I started following the topic in the early 1990s, when working as editor for a general interest magazine; one of my freelancers wrote about federal forfeiture, which scope greatly expanded following the 9-11 terrorist attacks. What was outrageous in his report is mundane compared to current practices.
If you don’t subscribe to the Washington Post, give some of your free reads to these three stories. Great reporting isn’t much better than this and almost makes me ashamed to only pay $29 a year. But the Post isn’t my only news subscription, and my budget is tight.
Readers Matter Most
I don’t know what motivated the special deal and wonder if Mr. Amazon—Price Cut Bezos—had anything to do with it. In my ebook Responsible Reporting: Field Guide for Bloggers, Journalists, and Other Online News Gatherers, I cajole newspapers to get back-to-basics, which is readership:
I am amazed watching newspapers struggle to make the transition from print to the web. They have a long tradition of audience affiliation—that’s the foundation for any local paper’s success. Know thy readers. So it’s baffling to see newspapers cast aside what they know so well and let Google and rivals like Facebook or Yahoo set the rules for online advertising…
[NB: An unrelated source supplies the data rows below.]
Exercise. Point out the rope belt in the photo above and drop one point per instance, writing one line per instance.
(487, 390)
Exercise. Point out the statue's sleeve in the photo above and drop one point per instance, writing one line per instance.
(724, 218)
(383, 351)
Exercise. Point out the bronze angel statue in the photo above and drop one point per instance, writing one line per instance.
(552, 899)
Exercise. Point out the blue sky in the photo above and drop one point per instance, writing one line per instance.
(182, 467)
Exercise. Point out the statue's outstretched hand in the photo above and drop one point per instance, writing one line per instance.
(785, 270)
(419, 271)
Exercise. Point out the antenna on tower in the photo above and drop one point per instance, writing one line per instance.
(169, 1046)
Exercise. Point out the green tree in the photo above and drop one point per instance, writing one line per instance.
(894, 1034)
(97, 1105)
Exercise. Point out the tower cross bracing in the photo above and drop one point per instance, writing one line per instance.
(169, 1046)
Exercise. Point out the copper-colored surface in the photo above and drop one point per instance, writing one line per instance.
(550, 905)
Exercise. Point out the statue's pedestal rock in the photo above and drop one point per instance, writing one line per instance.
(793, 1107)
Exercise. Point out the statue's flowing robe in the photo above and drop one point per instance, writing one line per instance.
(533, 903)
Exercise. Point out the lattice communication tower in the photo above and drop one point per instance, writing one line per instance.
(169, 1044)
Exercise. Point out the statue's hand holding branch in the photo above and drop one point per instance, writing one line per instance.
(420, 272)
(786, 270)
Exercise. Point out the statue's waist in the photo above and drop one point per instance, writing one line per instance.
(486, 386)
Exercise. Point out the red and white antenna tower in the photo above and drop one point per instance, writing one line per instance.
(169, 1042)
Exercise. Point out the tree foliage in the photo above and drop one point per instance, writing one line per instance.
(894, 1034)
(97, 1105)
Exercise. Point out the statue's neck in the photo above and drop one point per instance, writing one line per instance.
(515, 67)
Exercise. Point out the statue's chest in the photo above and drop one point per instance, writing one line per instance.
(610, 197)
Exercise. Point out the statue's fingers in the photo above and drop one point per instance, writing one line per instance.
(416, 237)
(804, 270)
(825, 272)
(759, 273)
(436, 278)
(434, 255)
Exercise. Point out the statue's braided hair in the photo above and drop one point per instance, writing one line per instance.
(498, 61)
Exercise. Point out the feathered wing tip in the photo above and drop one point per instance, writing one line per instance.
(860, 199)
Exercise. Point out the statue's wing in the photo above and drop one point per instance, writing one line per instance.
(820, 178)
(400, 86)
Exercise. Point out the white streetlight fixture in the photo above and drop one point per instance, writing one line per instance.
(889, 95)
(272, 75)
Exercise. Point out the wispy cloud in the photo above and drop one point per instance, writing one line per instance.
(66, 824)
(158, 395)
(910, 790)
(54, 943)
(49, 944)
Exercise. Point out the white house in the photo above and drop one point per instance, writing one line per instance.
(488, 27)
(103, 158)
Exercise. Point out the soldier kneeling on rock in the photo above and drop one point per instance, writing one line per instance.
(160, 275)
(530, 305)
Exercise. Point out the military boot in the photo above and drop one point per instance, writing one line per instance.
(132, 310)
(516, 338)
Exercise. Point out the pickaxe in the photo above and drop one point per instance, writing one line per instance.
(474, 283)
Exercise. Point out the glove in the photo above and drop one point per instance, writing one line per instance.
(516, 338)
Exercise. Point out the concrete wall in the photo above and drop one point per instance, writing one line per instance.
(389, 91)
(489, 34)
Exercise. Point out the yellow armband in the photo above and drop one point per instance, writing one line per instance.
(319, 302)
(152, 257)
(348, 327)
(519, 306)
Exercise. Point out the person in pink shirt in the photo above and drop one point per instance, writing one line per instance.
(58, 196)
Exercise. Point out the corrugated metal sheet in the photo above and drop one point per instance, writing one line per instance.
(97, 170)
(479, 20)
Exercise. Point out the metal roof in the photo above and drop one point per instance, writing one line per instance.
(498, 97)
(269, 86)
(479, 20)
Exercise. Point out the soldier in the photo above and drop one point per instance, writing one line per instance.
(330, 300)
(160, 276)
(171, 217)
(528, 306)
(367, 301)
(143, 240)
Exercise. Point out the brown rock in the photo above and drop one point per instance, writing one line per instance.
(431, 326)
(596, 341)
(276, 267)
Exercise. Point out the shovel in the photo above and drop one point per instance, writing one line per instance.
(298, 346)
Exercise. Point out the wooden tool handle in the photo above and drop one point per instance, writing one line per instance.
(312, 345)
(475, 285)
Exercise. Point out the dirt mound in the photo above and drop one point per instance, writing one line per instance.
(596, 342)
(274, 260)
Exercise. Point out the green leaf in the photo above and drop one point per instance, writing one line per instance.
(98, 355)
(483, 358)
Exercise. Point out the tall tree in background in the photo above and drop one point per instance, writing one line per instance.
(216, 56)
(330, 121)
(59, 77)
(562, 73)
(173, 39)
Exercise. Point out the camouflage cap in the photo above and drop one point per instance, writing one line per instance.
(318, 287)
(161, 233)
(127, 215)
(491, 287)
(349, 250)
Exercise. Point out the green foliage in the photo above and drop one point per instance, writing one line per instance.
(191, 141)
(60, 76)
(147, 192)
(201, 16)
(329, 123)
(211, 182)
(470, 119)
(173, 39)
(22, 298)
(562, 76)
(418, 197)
Bloggers and reporters must stop writing for Google and start writing for readers. News organizations must build audience and, in process, trust. They also must abate the age-old practice of “following” competitors’ reporting, which precipitates bad sourcing habits across the Internet. Producing original content and adhering to sound sourcing standards are tantamount.
The Google free economy model chases pageviews. Readers matter more. An affordable subscription option makes sense of the Post’s paywall and turned my wife and I into avid readers.